Eğitim kurumları, eğitim- öğretimi: ‘bilinenden bilinmeyene, yakından uzağa, kolaydan zora, tekilden çoğula, somuttan soyuta...’ ilkeleriyle sürdürürken; bu ilkeleri Andımız metnindeki söz dizimiyle tersine çevirmiştir… Bu ilginç bir çelişki. Bu yaptırımın ta başında çok yönlü düşünülmemesine, daha sonra da bu çelişkinin göz ardı edilmesine şaşmamak elde değil.

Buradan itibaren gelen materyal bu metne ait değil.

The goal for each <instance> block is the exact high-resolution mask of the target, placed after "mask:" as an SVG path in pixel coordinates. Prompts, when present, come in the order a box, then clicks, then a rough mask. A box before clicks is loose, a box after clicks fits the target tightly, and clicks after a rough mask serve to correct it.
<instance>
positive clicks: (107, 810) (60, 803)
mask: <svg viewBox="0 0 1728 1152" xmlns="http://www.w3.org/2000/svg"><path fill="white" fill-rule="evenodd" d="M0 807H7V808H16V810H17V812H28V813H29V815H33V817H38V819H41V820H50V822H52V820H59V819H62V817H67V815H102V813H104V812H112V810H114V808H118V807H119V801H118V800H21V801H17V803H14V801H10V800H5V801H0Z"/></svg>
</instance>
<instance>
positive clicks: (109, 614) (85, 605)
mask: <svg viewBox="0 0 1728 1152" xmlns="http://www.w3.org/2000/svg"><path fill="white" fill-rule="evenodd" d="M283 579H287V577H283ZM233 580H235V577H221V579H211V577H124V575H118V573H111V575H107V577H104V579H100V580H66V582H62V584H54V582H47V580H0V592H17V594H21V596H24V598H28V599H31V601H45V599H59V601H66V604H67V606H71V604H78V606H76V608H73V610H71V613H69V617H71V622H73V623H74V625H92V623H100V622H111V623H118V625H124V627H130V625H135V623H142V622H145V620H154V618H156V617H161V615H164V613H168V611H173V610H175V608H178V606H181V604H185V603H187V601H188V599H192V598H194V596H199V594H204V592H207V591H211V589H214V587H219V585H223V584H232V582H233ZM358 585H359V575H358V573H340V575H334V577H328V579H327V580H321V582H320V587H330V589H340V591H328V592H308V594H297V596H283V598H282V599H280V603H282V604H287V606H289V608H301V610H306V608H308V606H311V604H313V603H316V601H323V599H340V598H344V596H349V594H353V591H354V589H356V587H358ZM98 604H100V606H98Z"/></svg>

İyi yaşayamamak, iyi beslenememek, dışlanmak, birçok alanda Batı’dan yansıyanlarla yaşamak ve tüm bu çelişkiler yumağının içinde her sabah sıraya girerek and içmek; yarının bireyleri olacak çocuklarımızı ne hale getirir! Daha ‘kompleksli’ bir kişiliğe; sonraki yaşamında, ‘duygulanım bozukluğuna’ sürüklemez mi? İçinde bulunduğu toplumun soyut olan değer yargılarını henüz algılayacak olgunlukta olmadığından, yeminde geçen söz dizimini de anlayamaz. Onlardan, anlayamadığı sözleri tutması da beklenemez. Bu durum hem çocukların geleceğini, hem de toplumun yüksek değer yargılarını iğdiş ederek toplumun değişim ve gelişimine ket vurmuş sayılmaz mı?

Her sabah militarist bir anlayışla çocukların, gençlerin sıralanıp kalıplı mutluluk sözlerini yağmur, çamur ve kar demeden, soğukta titreyerek söyletilen yemin yoksulluğun üstünü örtebilir mi? Bunun boşluğunu fark eden çocuklar büyüdüklerinde; ne yemine, ne de o kutsal değerlere inanır!

 Nazım Hikmet’in ‘’Elleriniz ve Yalana Dair’’ şiiri sanki buna yanıt verir nitelikte…

(…)
Ve insanlar, ah, benim insanlarım,
yalanla besliyorlar sizi,
halbuki açsınız,
etle, ekmekle beslenmeye muhtaçsınız.
Ve beyaz sofrada bir kere bile yemek yemeden doyasıya,
göçüp gidersiniz bu her dalı yemiş dolu dünyadan
(…)
Nâzım Hikmet

Ant: doğaya, hayvanlara, insanlara, sanat değerlerine saygılı olmayı, toplumun değer yargılarını hukuksal sözleşmeyle sentezleyerek yaşamayı; kendisinin varlığını kabul etmesinin yanında, başkalarının varlığının da anlamını ve önemini kavratacak anlayışı vermeli. Günlük yaşamsal zorlukları, çelişkileri çözmeyi öğretmeli. Sanatın (müzik, resim, edebiyat mimari, sinema vb. gibi) yaşamsal süreçte ne denli önemli olduğunu sezdirerek, doğayla ve insanlarla barışık yaşamanın yollarını öğretmelidir!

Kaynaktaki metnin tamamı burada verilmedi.